O caso é conduzido pela procuradoria por envolver verba federal do Sistema Único de Saúde (SUS) e do Fundo Nacional de Saúde Pública. Os recursos eram transferidos diretamente ao grupo empresarial, que subcontratava a Urban.
A defesa de Lopes destacou que o processo se refere a fatos de 2017 e que a empresa Urban “não era contratada pelo Município, mas prestava serviços a terceira organização”. A defesa afirma que a empresa cumpriu corretamente o contrato e que demonstrará a ausência de ilícitos. O advogado Augusto Vilela acrescentou que os contratos recentes não têm relação com processos antigos e que a Urban atua na prestação de serviços públicos há quase 15 anos, gerando aproximadamente 1.034 postos de trabalho diretos e indiretos.
Lopes também possui condenações anteriores, incluindo uma pena de um ano de prisão convertida em multa por retirar terra de uma fazenda sem autorização ambiental. Em Alvorada (RS), foi condenado por improbidade administrativa em 2014 por irregularidades no fornecimento de ônibus escolares.
A Prefeitura de São Leopoldo afirmou que a Urban presta serviços desde 2016 e que o contrato emergencial foi necessário devido à suspensão judicial do processo licitatório. A administração destacou que os processos de contratação, mesmo emergenciais, obedeceram a todos os requisitos legais e que a Urban apresentou documentação comprobatória de sua habilitação.
Além disso, a Urban conseguiu um contrato de R$ 9,5 milhões com a Prefeitura de Erechim para coleta convencional, não relacionada à calamidade, firmada com dispensa de licitação em casos de “emergência ou calamidade pública”. O contrato é de seis meses, prorrogáveis por mais seis, e a empresa destacou que foi realizado conforme as regras da lei de licitação.
O prefeito Paulo Polis (MDB) afirmou que o contrato emergencial foi necessário devido ao término iminente do contrato anterior e à necessidade de uma nova licitação para substituição de contêineres.

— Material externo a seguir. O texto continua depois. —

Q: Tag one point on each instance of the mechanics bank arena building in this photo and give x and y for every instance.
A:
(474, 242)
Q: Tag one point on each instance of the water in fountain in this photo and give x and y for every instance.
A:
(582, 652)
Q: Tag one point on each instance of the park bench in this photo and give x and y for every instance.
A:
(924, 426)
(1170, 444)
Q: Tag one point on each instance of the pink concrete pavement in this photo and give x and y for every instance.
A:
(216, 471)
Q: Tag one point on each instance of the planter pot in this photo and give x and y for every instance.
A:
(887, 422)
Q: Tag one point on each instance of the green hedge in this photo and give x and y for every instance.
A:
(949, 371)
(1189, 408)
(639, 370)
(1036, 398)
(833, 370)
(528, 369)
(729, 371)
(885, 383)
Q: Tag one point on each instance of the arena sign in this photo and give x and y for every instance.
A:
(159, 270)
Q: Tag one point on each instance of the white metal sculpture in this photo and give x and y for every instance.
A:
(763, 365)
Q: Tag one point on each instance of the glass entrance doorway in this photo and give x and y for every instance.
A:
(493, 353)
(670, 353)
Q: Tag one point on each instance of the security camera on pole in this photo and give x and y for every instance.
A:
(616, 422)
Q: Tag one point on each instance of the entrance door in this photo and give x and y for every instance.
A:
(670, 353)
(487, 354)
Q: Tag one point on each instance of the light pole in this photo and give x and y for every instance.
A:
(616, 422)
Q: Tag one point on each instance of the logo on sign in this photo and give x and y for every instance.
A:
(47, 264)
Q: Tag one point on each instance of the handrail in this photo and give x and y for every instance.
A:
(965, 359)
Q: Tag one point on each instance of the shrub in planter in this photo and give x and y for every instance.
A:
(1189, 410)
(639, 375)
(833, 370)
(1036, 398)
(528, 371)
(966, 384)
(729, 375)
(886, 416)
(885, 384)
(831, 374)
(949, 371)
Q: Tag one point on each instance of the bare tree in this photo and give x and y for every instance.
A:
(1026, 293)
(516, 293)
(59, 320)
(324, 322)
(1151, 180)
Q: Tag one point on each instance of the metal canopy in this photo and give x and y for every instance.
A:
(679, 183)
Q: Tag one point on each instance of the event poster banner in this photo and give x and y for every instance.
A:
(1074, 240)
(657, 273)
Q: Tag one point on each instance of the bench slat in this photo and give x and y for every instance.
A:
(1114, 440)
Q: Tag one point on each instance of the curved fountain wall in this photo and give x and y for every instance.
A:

Ele ressaltou que confia na escolha com base no menor preço e afirmou que irá verificar a empresa.
Durante a calamidade pública, uma medida provisória permitiu que prefeituras contratassem fornecedores com restrições administrativas, desde que fossem a “única alternativa viável”. A CGU enviou uma cartilha às prefeituras esclarecendo essa possibilidade. Levantamento identificou que pelo menos 28 contratos, totalizando R$ 14 milhões, foram firmados com empresas sancionadas, abrangendo diversos serviços.
A Controladoria-Geral da União e o Ministério Público do Rio Grande do Sul (MP-RS) criaram um grupo de trabalho para monitorar essas contratações. A CGU informou que acompanha a aplicação dos recursos federais e instaura procedimentos fiscalizatórios e investigativos baseados em fatores de risco, incluindo a contratação via dispensa.